Proof-of-concept FMCW LiDAR system

Using transmission and reflection measurements, the researchers found that their Si3N4–LiNbO3 chip has low optical propagation losses of 8.5 dB/m, which allows for an intrinsic laser linewidth of just 3 kHz by self-injection locking to a laser diode. Thanks to the intrinsic electro-optical properties of lithium niobate, the device also has an electro-optical laser frequency tuning speed as high as 12 x 1015 Hz/s, while retaining a narrow linewidth and high tuning linearity. These values are better than seen in previous such devices, allowing the researchers to make a proof-of-concept FMCW LiDAR system that boasts a spatial resolution of 15 cm.

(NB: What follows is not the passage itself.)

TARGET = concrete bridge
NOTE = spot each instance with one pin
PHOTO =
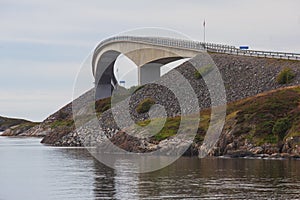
(150, 53)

Kippenberg and colleagues say they are now studying more complicated photonic architectures for the feedback chip circuitry. These should further broaden the tuning span of the laser and increase its output power without compromising its bandwidth.

“We are also working on improving the fabrication of these circuits by modifying the processing sequence and the waveguide geometry to achieve better microresonator quality factors and frequency tuning efficiency,” says Snigirev. “Finally, we are eager to expand the spectrum of applications for our novel platform – for high-speed modulators and microwaves-to-optics interfaces.”